# Looking for a method



## rat (Mar 2, 2006)

Well once again I am on the spot, my employer has requested a dish he had at a restaurant in Connecticut somewhere around Nantucket. He told me briefly it was a whole sous vide orange with a little olive oil. The orange was totally (he said) candied in the center and the peel was sweet and not at all bitter. That is all I have to go on, I am familiar with the sous vide method but this one is elusive as I cannot get the orange cooked and candied in the center correctly or I should I say to fit the description I briefly received. My employer is somewhat eccentric with his requests and he has yet to stump me even after 6 years of employment and believe me I have had some tough ones, real James Bond stuff the last mission was to make Taylor pork roll (try to look that one up). I have every piece of kitchen technology at my disposal you can think of and my employer is a kind and generous man but I cannot figure this one out. He could not recall the name of the restaurant at the time of our conversation. Any help would be much appreciated I would hate to disappoint him. Cheers.


----------



## higjse (Feb 8, 2006)

preserved as if it were a lemon (a la morocco, the meditteranean etc)?

then confited with olive oil under vacuum...

what methods have you tried so far?

sounds like you have a pretty fun gig going.


----------



## cheffette (Dec 12, 2006)

Pulling this out of my butt i would have to say that the orange would have to be blanched in simple syrup, since you said candied. However small pin holes in the skin of the orange to reach the inside. it still will be a pain to be made even in texture. maybe only 4 times instead of the traditional 7 then sous vide in the olive oil. wish i had the toys you do. good luck


----------



## rat (Mar 2, 2006)

I've tried to candy it like you would do for any large fruit, gradually increasing the density of the sugar syrup over the course of 3-4 days but the inside is still watery and orange like for the lack of a better word. I've poked numerous holes in it with a toothpick as well.
The oil tends to seperate out as well based on the description I recieved the oil somehow emulified and made the sauce.


----------



## kuan (Jun 11, 2001)

I remember seeing some gadget which you screw into a citrus fruit and squeeze out the juice. Hmmm... interesting.


----------



## nentony (May 7, 2005)

Yeah Kuan, you can get one for 50 cents at any citrus stand in Fla. You can also inflate an emty one by blowing air back in. When I was a kid we used to do that and then set the orange Hole side down to trick someone.

Tony


----------



## jacaranda (Sep 28, 2006)

There's a long tradition of candying whole fruit in southern Africa - we call it _konfyt_: this recipe is based on the 1909 recipe of Miss B. L. Fynn, from the _Bulawayo Cookery Book_, but I've also used hints from Mrs van Tulleken's recipe from _The Practical Cookery Book for South Africa_; I've only ever preserved 6 at a time:

12 oranges
4 lb white sugar
4 British quarts water (this equals 5 US quarts water)

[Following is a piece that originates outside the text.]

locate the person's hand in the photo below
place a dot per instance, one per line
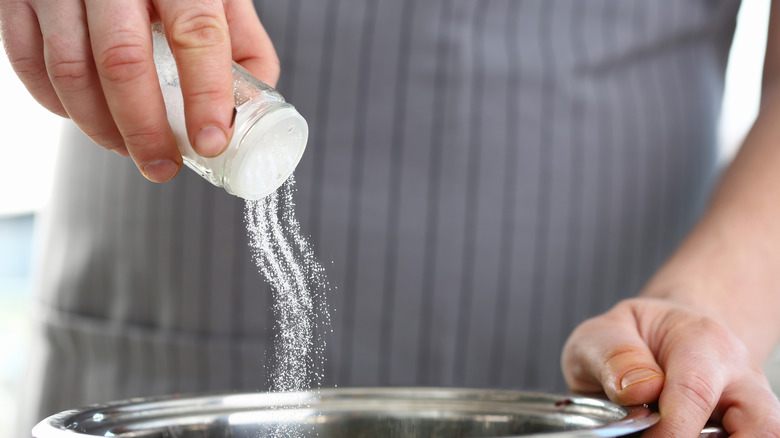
(646, 350)
(91, 61)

Peel or grate the oranges very thinly (this removes the bitter oils from the zest) and cut a small cross at the base of the orange, sliding a narrow knife at least two-thirds of the way inside the orange as you do so. Soak the oranges in fresh cold water for 24 hours, changing it once after 12 hrs.

Drain the oranges and remove the pips through the cross cut in the base - I use a spoon handle, gently squeezing the orange and sliding the handle in and out of the cross cut so that the pips pop out.

Place the oranges in cold water and bring to the boil; simmer them for about ten minutes until the peel has softened (traditionally, you stop boiling when the peel is soft enough for a matchstick to pierce it...). Drain the oranges and when cool, try to remove the remaining pips.

Make fresh syrup with the sugar and water and gently boil the oranges in the syrup for about 90 mins, or until the syrup has thickened. Then cover it and leave it for 24 hrs. The following day the syrup will have thinned down again due to extracting the remaining juice from the oranges; gently boil for about 4-6 hrs, adding extra syrup as necessary, until the oranges become translucent - until they are translucent there will still be "raw" orange in the centre of the fruit.

At this stage, konfyt is traditionally bottled in the syrup. I'm wondering if you served this, with an emulsified dressing of bottling syrup and olive oil, it would be close?


----------